Nogmaals in de grafkelder van Jaïrus.

Jakob Lorber - Het Grote Johannes Evangelie (deel 2)

«« 69 / 244 »»
[1] Weldra kwamen wij daar aan, betraden de synagoge en gingen naar de grafkelder waarin Sarah meer dan vier dagen had gelegen, waar nog de lijkbanden en doeken lagen, waarmee Sarah als dode omwikkeld was, waar echter ook nog een dode uit de vriendenkring van Jaïrus lag. Het was een knaap van twaalf jaar oud, die al anderhalf jaar daarvoor aan een kwaadaardige ziekte was overleden. Hij lag in een kist van cederhout en was al geheel tot op het gebeente vergaan.
[2] Bij het zien van deze kist kwamen JAÏRUS de tranen in de ogen en hij zei half huilend: "Wat is de wereld toch vreselijk!
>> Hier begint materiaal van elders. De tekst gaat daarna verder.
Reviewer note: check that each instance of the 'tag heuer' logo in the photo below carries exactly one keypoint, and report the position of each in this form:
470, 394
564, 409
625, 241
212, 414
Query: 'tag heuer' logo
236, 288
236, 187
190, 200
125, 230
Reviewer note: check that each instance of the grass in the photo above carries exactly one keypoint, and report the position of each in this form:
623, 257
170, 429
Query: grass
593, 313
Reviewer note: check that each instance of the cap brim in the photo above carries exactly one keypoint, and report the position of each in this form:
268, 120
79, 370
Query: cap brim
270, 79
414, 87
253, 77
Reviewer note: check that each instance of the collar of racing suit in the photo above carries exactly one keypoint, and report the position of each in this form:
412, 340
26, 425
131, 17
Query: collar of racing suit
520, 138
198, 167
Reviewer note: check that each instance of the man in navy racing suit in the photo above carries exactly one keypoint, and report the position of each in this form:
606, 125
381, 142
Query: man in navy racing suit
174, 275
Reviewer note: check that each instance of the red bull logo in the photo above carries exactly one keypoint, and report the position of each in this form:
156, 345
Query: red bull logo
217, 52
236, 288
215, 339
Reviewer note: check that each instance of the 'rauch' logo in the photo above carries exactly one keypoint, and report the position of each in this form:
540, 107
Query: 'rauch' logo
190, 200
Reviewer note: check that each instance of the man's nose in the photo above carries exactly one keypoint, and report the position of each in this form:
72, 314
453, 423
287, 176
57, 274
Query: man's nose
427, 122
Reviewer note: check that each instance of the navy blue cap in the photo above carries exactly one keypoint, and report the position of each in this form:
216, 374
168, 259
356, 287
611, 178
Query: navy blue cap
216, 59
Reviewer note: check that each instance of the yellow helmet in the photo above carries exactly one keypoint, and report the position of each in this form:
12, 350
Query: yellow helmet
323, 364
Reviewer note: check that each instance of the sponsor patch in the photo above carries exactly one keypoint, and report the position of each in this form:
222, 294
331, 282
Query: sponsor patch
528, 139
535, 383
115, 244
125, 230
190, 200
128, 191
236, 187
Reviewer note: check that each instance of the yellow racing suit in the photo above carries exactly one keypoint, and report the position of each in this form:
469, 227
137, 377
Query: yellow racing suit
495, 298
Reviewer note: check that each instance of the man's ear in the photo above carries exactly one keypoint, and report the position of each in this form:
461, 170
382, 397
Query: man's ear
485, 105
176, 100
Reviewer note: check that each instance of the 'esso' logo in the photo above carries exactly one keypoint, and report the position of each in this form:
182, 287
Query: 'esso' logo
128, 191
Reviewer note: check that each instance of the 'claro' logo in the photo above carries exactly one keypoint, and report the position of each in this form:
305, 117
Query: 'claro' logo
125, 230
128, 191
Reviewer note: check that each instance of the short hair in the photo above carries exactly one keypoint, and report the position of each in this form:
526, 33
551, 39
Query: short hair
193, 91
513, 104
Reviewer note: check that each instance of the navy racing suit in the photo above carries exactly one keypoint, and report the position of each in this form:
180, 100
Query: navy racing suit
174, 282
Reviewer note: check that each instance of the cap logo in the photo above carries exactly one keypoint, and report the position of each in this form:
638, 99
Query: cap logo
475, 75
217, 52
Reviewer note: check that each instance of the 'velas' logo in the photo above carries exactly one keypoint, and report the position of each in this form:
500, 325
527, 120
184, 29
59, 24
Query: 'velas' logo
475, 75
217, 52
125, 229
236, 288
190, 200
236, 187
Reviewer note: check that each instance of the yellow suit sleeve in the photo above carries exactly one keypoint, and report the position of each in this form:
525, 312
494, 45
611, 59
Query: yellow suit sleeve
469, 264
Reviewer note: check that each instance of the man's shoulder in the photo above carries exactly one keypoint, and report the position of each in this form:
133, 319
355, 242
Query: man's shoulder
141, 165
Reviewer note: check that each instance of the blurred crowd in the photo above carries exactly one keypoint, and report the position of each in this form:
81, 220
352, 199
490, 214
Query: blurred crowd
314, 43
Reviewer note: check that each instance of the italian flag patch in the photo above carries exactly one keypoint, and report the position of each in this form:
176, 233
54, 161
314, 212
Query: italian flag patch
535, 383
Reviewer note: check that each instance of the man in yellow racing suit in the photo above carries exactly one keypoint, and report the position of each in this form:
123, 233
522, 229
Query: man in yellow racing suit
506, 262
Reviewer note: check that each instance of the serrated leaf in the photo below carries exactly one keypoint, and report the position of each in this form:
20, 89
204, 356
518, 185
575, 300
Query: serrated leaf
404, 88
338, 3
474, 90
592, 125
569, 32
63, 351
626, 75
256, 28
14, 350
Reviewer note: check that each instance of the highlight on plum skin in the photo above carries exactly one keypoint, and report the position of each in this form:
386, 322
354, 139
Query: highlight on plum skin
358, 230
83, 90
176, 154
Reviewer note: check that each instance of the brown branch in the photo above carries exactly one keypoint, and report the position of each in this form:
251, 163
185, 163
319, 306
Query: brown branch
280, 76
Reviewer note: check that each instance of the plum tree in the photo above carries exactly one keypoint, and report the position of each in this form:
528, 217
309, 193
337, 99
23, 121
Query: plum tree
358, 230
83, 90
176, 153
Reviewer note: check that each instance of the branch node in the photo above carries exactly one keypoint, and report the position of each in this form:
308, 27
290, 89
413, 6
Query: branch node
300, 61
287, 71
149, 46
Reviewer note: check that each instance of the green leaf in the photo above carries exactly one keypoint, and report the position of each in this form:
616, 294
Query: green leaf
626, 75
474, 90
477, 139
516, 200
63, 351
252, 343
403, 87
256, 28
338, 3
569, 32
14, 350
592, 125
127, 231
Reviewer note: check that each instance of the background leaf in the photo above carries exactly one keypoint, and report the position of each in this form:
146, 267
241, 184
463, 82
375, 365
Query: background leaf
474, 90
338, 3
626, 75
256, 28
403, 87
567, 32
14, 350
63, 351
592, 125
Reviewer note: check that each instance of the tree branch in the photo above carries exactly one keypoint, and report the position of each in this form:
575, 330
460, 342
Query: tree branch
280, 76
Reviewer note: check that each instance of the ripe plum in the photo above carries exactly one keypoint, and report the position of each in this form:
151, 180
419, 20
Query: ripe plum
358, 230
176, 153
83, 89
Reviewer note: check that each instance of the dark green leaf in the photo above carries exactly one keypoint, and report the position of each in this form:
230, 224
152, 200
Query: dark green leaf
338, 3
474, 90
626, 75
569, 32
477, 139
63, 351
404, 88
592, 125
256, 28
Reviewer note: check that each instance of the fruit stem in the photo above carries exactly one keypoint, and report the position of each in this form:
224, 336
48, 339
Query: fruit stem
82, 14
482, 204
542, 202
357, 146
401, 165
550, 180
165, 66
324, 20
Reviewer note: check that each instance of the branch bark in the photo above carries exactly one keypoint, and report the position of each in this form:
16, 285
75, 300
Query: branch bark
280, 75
De teerste bloemen ontluiken op haar bodem en wat is hun lot? Te sterven en te vergaan! De welriekende geur van de roos wordt maar al te snel de geur der walging en de tere onschuldige lelie verspreidt tijdens haar ontbinding een weerzinwekkende lucht; het hemelsblauw van de hyacinth wordt grauwgeel als de dood en de anjelier sterft -zoals duizenden van haar lieflijk geurende zusters.
[3] Deze jongen was, zou men kunnen zeggen, een engel! Godvrezendheid bezielde hem reeds vanaf de wieg, en op zijn tiende jaar kende hij de Schrift al en hield hij de geboden als een vrome volwassen Jood, kortom, zijn waarlijk kinderlijk vrome levenswandel en zijn verbazingwekkende levendige geestelijke vaardigheden rechtvaardigden onze mooiste verwachtingen. Maar hij kreeg een kwaadaardige ziekte en geen dokter wist daar raad mee, en zo stierf met deze jongen alles wat men met recht binnen niet at te lange tijd van hem zou hebben kunnen verwachten.
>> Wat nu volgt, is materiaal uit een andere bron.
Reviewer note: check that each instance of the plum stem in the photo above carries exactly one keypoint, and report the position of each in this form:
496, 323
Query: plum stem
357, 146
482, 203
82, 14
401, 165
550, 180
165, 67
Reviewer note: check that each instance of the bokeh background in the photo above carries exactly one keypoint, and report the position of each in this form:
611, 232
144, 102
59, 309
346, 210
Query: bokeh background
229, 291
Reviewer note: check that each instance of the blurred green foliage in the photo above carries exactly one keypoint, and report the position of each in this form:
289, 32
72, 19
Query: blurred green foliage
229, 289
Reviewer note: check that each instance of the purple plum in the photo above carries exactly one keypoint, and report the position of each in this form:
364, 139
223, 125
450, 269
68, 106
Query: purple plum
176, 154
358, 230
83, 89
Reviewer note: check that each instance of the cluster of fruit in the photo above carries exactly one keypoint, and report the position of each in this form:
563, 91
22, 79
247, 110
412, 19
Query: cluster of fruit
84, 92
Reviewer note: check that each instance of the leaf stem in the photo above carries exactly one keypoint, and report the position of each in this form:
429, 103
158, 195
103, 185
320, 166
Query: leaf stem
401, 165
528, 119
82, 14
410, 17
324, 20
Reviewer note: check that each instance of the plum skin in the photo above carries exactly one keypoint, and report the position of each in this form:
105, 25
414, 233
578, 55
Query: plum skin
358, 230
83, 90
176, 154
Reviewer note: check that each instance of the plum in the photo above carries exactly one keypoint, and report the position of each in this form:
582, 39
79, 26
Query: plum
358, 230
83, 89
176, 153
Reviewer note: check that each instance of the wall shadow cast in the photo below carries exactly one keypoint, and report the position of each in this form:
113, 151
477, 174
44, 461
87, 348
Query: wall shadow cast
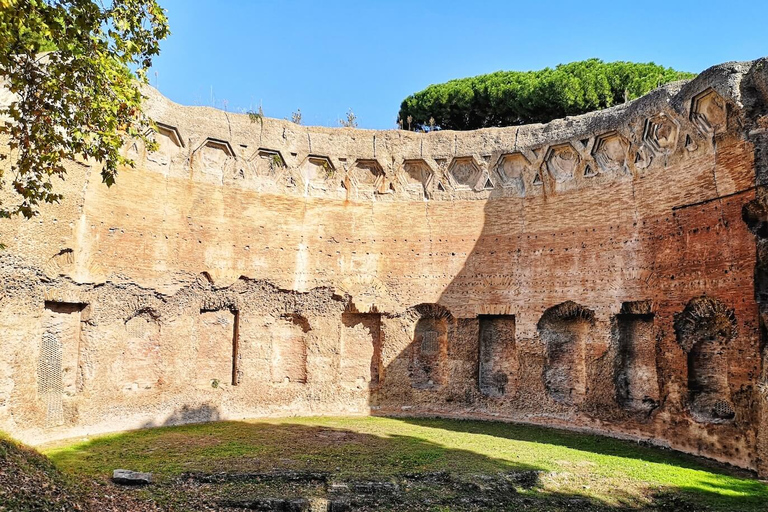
388, 463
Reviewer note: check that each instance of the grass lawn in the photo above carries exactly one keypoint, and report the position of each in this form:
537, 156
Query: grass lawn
373, 463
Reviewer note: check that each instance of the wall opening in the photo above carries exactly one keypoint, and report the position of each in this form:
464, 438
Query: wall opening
289, 349
498, 354
704, 330
564, 330
217, 340
429, 347
636, 379
360, 355
58, 364
140, 366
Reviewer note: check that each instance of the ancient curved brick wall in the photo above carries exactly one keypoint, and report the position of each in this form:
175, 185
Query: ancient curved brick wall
604, 272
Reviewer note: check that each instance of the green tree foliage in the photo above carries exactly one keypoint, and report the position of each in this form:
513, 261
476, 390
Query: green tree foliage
74, 68
509, 98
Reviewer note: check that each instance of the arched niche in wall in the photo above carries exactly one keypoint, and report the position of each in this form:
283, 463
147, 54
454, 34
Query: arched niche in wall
289, 349
704, 330
636, 379
429, 348
360, 354
498, 355
58, 362
564, 330
140, 365
217, 342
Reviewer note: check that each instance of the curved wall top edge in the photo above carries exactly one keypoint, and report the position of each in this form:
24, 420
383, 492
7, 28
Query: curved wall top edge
278, 156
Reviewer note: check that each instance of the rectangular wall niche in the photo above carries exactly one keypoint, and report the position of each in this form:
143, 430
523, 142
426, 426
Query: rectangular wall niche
498, 354
360, 349
141, 366
217, 348
289, 349
637, 386
59, 359
429, 350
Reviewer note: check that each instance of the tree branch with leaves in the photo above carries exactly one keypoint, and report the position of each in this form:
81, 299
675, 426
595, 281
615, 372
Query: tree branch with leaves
74, 69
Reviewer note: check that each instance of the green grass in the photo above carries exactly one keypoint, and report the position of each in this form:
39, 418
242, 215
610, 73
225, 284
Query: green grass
607, 472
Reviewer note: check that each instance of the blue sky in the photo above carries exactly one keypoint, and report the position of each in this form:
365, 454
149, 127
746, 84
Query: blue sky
325, 57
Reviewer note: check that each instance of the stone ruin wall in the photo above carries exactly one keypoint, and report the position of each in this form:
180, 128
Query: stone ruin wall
602, 273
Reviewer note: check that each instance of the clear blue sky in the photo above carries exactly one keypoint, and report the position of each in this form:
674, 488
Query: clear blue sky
325, 57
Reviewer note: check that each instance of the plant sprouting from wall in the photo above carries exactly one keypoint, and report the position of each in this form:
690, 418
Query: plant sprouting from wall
350, 121
256, 116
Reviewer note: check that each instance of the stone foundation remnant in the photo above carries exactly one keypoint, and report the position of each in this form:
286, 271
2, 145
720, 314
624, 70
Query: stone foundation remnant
605, 272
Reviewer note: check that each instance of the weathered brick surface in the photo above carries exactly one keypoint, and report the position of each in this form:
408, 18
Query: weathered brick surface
548, 274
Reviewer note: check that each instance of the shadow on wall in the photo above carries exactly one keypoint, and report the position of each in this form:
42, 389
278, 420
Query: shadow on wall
188, 414
594, 313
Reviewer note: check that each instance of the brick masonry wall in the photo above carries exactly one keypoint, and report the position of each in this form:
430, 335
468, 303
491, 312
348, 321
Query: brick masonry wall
594, 273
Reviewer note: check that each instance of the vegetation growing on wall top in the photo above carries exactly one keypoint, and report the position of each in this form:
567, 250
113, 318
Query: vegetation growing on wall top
509, 98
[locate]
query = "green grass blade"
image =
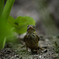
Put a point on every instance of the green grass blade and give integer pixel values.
(1, 6)
(7, 9)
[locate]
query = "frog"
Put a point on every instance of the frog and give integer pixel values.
(31, 39)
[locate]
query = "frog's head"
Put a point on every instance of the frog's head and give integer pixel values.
(30, 28)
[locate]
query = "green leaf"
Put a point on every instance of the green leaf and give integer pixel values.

[4] Dan vraag je je toch af waarom God de Heer, die vol liefde en barmhartigheid is, dit doet aan mensen die op Hem hopen en vertrouwen! Duizend arme kinderen dwalen zonder onderdak en beschaving rond, en God roept ze niet weg van deze aarde, maar kinderen van ouders, die alle mogelijkheden bezitten om hun kinderen die opvoeding te geven die God alleen maar welgevallig kan zijn, moeten gewoonlijk het onderspit delven! Waarom dan op die manier?
[5] Als het God welgevallig is om alleen maar verwilderde kinderen op deze aarde te zetten, die nauwelijks vijf woorden kunnen spreken, dan doet God er goed aan, ieder kind dat toont wat meer verstand te bezitten meteen van de aarde weg te nemen en alleen de sukkels naast de apen in leven te laten! Maar als God de bedoeling heeft om geestelijk actieve, vrome, God kennende en liefhebbende mensen op deze aarde te hebben, dan vind ik dat God meer op het leven van zulke kinderen moet letten, dan het tot nog toe treurig genoeg het geval was!"
[6] IK zeg: "Beste vriend Jaïrus, je praat zoals je menselijke verstand je dat ingeeft, maar God doet zoals Hij het op Zijn goddelijke manier al eeuwen inziet en begrijpt, en inzien en begrijpen moet, omdat anders jij, en alles wat bestaat, niet zou bestaan! Maar daarnaast doe je met je verwijten God toch onrecht.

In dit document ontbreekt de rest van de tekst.